For those in tune with Yanks’ beat writers, one of the best ones (who’s not just looking to make noise with his own BS) is Tyler Kepner. Fellow blogger Steve Lombardi at WasWatching.com was good enough to land some time with Kepner. A good example of the exchange:
Tyler Kepner: I actually think the Yankees’ bullpen won’t be too bad. I like the way Girardi handles the guys, the way he really gives himself a chance to see who can pitch and who can’t. And when injuries arise, like this elbow issue with Bruney, we’ll learn something about Robertson and Melancon. I think they’ll be vital pieces as the year goes. As for disappointments, that’s tough. I suppose you could say that given Sabathia’s salary and the inevitable comparisons to Santana, he’s got a really tough standard to reach. From what we’ve seen so far – a startling lack of fastball command – he might qualify as a disappointment, though it’s very early. My question is, what would be considered successful for a pitcher making $23 million a year? If he wins 15 games and has a 3.50 ERA, is that a disappointment for the money? I guess it would be.
WW: True, $23 million for 15 wins would be an interesting scenario in terms of the fan reaction. If I recall correctly, the Red Sox have a policy that says you should only pay $1 million per expected win from a starter. And, there’s no way that CC is going to win 23 games this season. Since you’ve brought up Girardi, I have to ask: If the Yankees win less than 90 games this season and do not make the post-season, do you think General Joe will he return to manage New York in 2010? Why?
Tyler Kepner: My guess is he’d still come back. The Yankees always take measures to shake things up in a very obvious way each off-season. The way to do that next year will be to bolster the offense with Matsui, Damon and Nady all leaving. If Matt Holliday has a great year in Oakland, chances are they’ll sign him to a monster deal, sign someone else (plus maybe a pitcher) and feel as if they’ve fixed everything. To fire Girardi, someone would have to be really motivated to get rid of him, and I don’t see who that would be. Hal Steinbrenner runs the team, and he’s not rash and impulsive the way George was. My guess is Hal would defer to Cashman, who is signed through 2011, and I doubt Cashman would blame Girardi if the team doesn’t win. That’s not the way Cashman thinks.
Dave Pinto brought up an interesting point when discussing John Harper’s article (more on that later) about Hughes allowing Joba to move back to the bullpen: John Harper is the latest to bring up Joba back to the pen again, this time, because Phil Hughes might be ready to start in the majors. Why not [...]

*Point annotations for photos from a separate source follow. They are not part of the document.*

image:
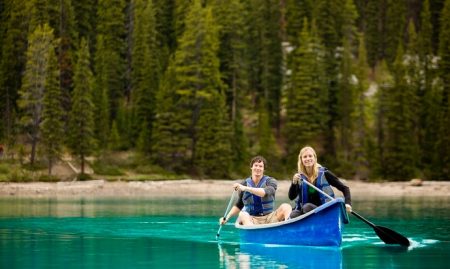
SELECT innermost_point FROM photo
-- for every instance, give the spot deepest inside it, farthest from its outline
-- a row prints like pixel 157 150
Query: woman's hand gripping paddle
pixel 387 235
pixel 226 212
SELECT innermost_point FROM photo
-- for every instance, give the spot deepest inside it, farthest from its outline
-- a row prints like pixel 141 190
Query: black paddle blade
pixel 391 237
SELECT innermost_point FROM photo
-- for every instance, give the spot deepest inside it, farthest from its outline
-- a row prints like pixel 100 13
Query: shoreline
pixel 203 189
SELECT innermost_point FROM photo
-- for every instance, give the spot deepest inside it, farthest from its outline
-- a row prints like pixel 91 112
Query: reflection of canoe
pixel 292 256
pixel 321 227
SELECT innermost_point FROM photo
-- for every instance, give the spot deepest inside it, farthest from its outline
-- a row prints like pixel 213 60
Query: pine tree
pixel 346 96
pixel 400 151
pixel 81 121
pixel 52 115
pixel 395 28
pixel 33 85
pixel 266 144
pixel 100 96
pixel 265 55
pixel 305 114
pixel 12 64
pixel 361 138
pixel 428 94
pixel 200 91
pixel 329 25
pixel 442 158
pixel 145 67
pixel 114 137
pixel 372 32
pixel 62 19
pixel 169 136
pixel 85 13
pixel 233 67
pixel 296 12
pixel 110 57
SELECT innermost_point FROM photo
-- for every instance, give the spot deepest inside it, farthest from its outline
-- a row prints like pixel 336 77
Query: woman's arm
pixel 335 182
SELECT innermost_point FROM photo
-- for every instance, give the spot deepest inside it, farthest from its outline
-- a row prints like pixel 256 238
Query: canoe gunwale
pixel 297 219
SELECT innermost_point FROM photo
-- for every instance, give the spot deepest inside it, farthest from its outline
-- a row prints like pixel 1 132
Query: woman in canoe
pixel 307 198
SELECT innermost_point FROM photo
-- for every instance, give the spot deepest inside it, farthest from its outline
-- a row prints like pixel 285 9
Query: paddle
pixel 226 212
pixel 387 235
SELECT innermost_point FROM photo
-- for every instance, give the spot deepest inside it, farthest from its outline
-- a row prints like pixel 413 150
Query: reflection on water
pixel 162 233
pixel 258 255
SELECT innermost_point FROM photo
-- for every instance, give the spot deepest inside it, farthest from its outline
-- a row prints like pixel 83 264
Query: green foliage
pixel 81 124
pixel 12 62
pixel 109 58
pixel 145 69
pixel 200 91
pixel 396 27
pixel 305 96
pixel 114 138
pixel 226 67
pixel 264 55
pixel 52 114
pixel 100 94
pixel 34 83
pixel 442 159
pixel 170 140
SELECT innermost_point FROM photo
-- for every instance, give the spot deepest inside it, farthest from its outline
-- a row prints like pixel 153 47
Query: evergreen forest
pixel 198 87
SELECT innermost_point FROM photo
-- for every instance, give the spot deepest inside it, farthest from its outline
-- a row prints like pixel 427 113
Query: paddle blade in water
pixel 390 237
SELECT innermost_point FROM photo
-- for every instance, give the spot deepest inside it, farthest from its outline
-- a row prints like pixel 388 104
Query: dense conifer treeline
pixel 199 86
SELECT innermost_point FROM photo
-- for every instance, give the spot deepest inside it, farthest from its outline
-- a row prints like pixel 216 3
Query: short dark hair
pixel 258 159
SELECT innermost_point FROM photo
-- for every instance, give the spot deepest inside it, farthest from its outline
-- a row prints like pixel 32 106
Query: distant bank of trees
pixel 200 86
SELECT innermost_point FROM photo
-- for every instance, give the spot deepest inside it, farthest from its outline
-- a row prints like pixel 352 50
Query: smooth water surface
pixel 168 233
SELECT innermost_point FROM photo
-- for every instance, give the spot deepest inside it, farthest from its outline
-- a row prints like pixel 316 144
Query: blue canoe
pixel 321 227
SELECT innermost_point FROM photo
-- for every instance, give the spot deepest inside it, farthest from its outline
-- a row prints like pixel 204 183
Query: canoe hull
pixel 321 227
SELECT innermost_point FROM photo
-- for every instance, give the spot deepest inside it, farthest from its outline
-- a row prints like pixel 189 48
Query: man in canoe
pixel 255 204
pixel 307 197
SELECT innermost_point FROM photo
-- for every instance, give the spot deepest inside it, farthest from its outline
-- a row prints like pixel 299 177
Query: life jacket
pixel 255 205
pixel 321 183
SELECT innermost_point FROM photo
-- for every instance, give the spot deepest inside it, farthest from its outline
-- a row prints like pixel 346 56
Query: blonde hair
pixel 302 168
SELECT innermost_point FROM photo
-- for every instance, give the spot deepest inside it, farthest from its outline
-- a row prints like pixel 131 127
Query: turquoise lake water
pixel 168 233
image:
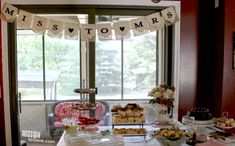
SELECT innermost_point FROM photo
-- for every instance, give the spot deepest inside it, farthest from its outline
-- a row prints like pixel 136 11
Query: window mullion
pixel 43 67
pixel 122 73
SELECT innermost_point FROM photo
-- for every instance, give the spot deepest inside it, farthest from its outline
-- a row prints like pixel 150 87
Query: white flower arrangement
pixel 162 94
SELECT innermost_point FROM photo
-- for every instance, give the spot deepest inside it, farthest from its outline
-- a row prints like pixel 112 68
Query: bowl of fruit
pixel 170 136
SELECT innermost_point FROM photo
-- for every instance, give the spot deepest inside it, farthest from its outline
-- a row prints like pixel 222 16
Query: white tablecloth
pixel 132 141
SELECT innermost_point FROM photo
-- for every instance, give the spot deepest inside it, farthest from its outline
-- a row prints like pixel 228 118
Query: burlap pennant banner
pixel 24 19
pixel 10 12
pixel 88 32
pixel 122 29
pixel 55 28
pixel 104 31
pixel 139 26
pixel 169 15
pixel 155 21
pixel 71 30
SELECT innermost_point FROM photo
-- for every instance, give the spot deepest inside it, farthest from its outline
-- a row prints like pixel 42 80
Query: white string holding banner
pixel 169 15
pixel 139 26
pixel 54 28
pixel 122 29
pixel 155 21
pixel 10 12
pixel 39 25
pixel 71 30
pixel 104 31
pixel 88 32
pixel 24 19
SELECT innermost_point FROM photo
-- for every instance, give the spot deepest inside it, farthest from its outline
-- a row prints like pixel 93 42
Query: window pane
pixel 139 66
pixel 29 56
pixel 62 65
pixel 108 69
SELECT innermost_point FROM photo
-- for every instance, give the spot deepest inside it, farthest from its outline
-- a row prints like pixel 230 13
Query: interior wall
pixel 188 55
pixel 228 98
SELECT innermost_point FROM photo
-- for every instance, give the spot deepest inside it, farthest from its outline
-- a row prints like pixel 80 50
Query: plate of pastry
pixel 223 137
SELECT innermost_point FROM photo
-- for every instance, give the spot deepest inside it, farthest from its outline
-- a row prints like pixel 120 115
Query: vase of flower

Tyler Kepner doesn’t. Not only does he think he will last the season, he thinks he’d be retained for 2010 as well. He did an interview with Steve Lombardi over at WasWatching and had this exchange: WW: True, $23 million for 15 wins would be an interesting scenario in terms of the fan reaction. If [...]

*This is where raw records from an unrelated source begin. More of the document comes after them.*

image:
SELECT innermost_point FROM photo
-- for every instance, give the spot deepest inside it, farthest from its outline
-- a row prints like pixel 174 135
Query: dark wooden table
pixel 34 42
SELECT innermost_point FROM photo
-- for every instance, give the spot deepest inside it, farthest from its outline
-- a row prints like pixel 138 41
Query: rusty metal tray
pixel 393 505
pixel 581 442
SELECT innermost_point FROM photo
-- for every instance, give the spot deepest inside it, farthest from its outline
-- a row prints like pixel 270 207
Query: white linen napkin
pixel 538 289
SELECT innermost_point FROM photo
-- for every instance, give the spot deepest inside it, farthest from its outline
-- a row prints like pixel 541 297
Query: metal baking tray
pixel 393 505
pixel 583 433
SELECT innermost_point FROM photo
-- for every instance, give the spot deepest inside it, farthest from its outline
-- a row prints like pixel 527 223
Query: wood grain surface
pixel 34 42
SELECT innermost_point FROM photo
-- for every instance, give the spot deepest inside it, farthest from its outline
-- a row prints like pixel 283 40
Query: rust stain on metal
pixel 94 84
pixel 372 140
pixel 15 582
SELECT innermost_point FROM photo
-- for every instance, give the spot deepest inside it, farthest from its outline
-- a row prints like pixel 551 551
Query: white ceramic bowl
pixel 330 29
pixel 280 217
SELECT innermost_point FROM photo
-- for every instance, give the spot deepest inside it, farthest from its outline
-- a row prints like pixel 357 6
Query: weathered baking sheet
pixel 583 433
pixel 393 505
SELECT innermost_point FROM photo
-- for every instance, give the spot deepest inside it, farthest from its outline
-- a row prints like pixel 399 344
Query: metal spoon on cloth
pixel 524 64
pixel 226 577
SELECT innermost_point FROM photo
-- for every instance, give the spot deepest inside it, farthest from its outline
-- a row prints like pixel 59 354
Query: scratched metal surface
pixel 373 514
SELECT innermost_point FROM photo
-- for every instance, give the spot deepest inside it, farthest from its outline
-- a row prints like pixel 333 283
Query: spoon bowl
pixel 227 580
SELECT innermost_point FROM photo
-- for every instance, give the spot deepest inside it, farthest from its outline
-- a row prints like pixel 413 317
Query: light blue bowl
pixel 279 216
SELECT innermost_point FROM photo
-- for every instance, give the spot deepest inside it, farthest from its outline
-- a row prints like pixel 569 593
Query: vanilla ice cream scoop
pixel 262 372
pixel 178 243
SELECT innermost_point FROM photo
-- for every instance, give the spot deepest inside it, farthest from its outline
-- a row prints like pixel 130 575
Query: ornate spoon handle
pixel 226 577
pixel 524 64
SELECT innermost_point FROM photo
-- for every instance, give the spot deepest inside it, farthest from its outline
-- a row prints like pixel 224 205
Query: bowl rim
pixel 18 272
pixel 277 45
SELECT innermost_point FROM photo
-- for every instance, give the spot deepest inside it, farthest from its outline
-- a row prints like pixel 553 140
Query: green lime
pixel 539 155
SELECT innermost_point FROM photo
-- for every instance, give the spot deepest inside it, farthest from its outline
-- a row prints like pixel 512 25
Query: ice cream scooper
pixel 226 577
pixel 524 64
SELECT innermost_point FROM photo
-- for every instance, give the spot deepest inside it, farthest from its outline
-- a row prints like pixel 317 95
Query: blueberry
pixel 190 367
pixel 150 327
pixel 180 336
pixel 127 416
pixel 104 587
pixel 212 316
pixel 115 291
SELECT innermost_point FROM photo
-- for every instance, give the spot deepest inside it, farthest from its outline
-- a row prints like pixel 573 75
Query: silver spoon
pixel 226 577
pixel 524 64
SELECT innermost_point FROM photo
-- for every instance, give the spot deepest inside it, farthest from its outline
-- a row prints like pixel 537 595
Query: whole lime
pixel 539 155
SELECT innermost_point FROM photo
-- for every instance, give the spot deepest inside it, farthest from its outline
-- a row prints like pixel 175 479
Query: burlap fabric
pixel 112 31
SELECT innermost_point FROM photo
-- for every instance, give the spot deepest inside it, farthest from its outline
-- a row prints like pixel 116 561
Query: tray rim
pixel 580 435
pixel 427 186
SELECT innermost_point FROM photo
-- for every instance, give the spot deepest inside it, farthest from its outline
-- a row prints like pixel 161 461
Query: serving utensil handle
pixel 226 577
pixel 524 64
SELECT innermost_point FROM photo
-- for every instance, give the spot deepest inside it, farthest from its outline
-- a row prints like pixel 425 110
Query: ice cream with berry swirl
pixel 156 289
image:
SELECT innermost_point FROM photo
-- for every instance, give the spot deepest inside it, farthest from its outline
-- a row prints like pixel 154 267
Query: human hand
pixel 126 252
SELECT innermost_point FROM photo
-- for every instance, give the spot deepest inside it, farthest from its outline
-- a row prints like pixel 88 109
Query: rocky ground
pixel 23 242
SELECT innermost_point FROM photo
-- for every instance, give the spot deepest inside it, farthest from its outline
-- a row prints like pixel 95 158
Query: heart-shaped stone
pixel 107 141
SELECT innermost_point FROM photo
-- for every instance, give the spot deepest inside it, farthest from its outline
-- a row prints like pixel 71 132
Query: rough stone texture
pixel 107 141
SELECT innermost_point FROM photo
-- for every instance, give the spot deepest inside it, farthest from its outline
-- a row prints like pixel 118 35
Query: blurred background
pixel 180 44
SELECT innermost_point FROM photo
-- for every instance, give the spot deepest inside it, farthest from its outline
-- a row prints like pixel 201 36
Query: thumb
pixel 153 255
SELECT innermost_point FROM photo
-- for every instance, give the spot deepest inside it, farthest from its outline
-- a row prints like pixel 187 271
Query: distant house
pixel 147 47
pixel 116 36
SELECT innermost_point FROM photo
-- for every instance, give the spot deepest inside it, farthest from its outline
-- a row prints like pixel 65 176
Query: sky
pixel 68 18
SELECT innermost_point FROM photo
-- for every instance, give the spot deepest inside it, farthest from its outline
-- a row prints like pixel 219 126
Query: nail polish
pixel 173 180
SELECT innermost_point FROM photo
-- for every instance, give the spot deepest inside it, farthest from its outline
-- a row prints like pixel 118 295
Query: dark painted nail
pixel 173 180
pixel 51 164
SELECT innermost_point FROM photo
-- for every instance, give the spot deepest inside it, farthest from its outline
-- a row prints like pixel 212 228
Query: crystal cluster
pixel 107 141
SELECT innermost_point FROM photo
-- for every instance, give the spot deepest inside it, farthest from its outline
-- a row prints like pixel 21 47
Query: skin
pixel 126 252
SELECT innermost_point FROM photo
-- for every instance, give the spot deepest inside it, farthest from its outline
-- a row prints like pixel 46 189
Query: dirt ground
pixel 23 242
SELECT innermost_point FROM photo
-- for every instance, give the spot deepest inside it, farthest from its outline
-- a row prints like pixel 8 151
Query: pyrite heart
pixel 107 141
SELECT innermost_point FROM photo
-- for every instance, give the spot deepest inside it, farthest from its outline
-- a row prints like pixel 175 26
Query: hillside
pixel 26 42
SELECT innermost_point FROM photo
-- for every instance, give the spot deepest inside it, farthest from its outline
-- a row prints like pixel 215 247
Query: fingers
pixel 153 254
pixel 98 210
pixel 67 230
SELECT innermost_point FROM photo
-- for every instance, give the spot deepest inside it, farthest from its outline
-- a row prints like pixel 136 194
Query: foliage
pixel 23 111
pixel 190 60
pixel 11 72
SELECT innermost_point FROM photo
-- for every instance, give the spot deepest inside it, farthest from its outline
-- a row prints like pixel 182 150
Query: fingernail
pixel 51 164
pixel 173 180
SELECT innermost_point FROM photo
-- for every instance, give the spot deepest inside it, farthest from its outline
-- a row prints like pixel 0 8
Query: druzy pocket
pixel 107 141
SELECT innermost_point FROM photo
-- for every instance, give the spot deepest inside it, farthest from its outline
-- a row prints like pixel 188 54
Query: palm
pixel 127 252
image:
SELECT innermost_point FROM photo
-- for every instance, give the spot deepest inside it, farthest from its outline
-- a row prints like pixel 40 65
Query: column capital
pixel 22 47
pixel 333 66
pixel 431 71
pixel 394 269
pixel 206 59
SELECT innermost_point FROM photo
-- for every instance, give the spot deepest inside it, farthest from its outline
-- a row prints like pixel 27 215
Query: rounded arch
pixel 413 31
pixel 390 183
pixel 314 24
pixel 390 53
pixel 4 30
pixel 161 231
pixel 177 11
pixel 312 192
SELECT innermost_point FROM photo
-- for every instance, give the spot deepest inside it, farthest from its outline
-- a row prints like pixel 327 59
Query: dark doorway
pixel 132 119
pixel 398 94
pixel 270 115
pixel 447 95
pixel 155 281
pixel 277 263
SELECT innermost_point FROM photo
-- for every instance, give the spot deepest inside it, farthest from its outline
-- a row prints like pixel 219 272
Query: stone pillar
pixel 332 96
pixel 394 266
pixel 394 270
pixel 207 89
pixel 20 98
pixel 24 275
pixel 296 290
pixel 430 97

Another tough day for the big club, but thankfully, there is minor league baseball. Scranton defeats Rochester, 7-3 Ian Kennedy was solid, allowing just an unearned run on 7 hits and 2 walks in 4 2/3 innings of work, and striking out 4. He was pulled after only 81 pitches, so either he was laboring [...]
Having the FAA and the presidential airlift group conduct an aerial photo mission over Manhattan, complete with an F16 in tow, is about as dumb, thoughtless, irrational, idiotic, and insensitive a thing as I have heard in quite some time. Not alerting the public in advance pushes that stupidity to unprecedented levels.
John Leitner, a floor trader at the New York Mercantile Exchange Building, said about 1,000 people “went into a total panic” and ran out of the building around 10 a.m. after seeing the planes whiz by their building, near the World Trade Center site.
Sen. Charles Schumer blasted the FAA for the lack of warning.
“This was a photo shoot. There was no need for surprise,” Schumer said. “There was no need to scare thousands of New Yorkers who still have the vivid memory of 9/11.”
Louis Caldera, who heads the White House Military Office, issued a statement apologizing. “I approved a mission over New York,” he said. “While federal authorities took the proper steps to notify state and local authorities in New York and New Jersey, it’s clear that the mission created confusion and disruption. I apologize and take responsibility for any distress that flight caused.”
Sorry, I’m just hyper-sensitive to stuff like this, having been in NYC on 9/11.
At this point, I am not sure what’s the best way to build long term arm strength for pitchers. Is it throw more, like Tommy John, Leo Mazzone and Nolan Ryan espouse, or is it throw less, as clearly the Yanks’ BP coach (and Little League coaches from coast to coast) preach?
Well, score one for the Yanks’ BP coach, this time:
Brian Bruney returned to Boston but is on the DL after being diagnosed with a strained flexor mass in his right elbow. “I don’t feel like it’s a serious, serious injury,” he said.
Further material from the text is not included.